As it’s clearly shown above, the wheat complex saw the heaviest selling last week, led by Kansas City HRW futures. From my vantage point, the market seems focused on three factors. First, there are the issues in the Black Sea, where traders seem to be concerned about it one week, then not the next. For perspective, as Canadians were enjoying their August long weekend holiday Monday, Chicago SRW wheat traded 2 per cent higher as Ukraine claimed responsibility for attacking the Russian Black Sea port of Novorossiysk, where naval and grain ships are very active. Russia called it a “terrorist act” and said they would punish Ukraine so one would expect some level of response, suggesting weaker shipping activity. Second, traders are second-guessing any yield concerns with the recent North Dakota spring wheat crop tour results, despite quality ratings continuing to fall.
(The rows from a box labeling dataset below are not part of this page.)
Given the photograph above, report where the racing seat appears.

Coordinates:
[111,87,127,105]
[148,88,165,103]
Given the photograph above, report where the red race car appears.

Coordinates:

Third, specifically for U.S. wheat, international demand remains slow and so, for export sales to pick up, prices need to come down to be more competitive.

Therein, lies the question: should wheat prices go lower? This may be a better question for the entirety of the grain, oilseed, and pulse markets as, with just a few weeks left to go in the growing season, the market seems to be sitting on a razor’s edge. While the geopolitical risk is hanging around in the background, the weather will ultimately win a lot of the day-to-day in the coming weeks, with the majority of the focus on the U.S. Corn Belt. August is the main month for soybeans to fill pods and so any conditions that impede a crop from reaching the USDA’s current forecast for a record national yield of 52 bushels per acre will add premium to current prices. On the flip side, if more rain like this past weekend shows up, then prices are certainly headed lower. Canola prices will surely follow soybeans closely as we move through each week in August. 

Specific to Canadian wheat though, we’re mostly at the stage though where the crop is made, and any rains now will only likely help the late-seeded fields. This sentiment was confirmed to me in the last week, talking with farmers throughout the Prairies, as most noted that the moisture received over the winter and the beginning of the spring is likely what is helping them achieve average or just below-average wheat yields this growing season. Moreover, the best areas won’t fully compensate for the worst areas. That said, while quality will likely be there, we know that quantity won’t and so we’ll likely see ending stocks drop to historical lows, something that the market hasn’t really accounted for yet in my opinion. 

On top of that, there are other bullish factors that are certain for the wheat market, including quality issues happening in China, and smaller wheat harvests out of Australia, the E.U., and India, the latter of which could become an importer this year. Thus, I see many talking heads out there using the word “complacency” a lot when talking about where wheat prices currently are, with traders possibly just sitting and waiting out events before making any bets. Complacency might also be the name of the game for Western Canadian wheat basis levels as things have been trending down over the growing season with higher futures compensating.

That said, if you look at what basis levels did at the start of the 2021/22 crop year (the orange line in the charts below), Harvest 2021 showed the impact of the drought, and basis levels continued to creep higher until basically the end of December. Some points to lock in basis may include the end of September as, thereafter, things mellowed out for about a month or two (read: fall harvest deliveries coming to market so buyers weren’t as needy). Ultimately, the focus should be first on preparing for a safe and efficient harvest, filling existing new-crop contracts, and then looking to be an incremental seller through the late fall and winter months as wheat markets appear to have more upside than what traders are indicating to us today.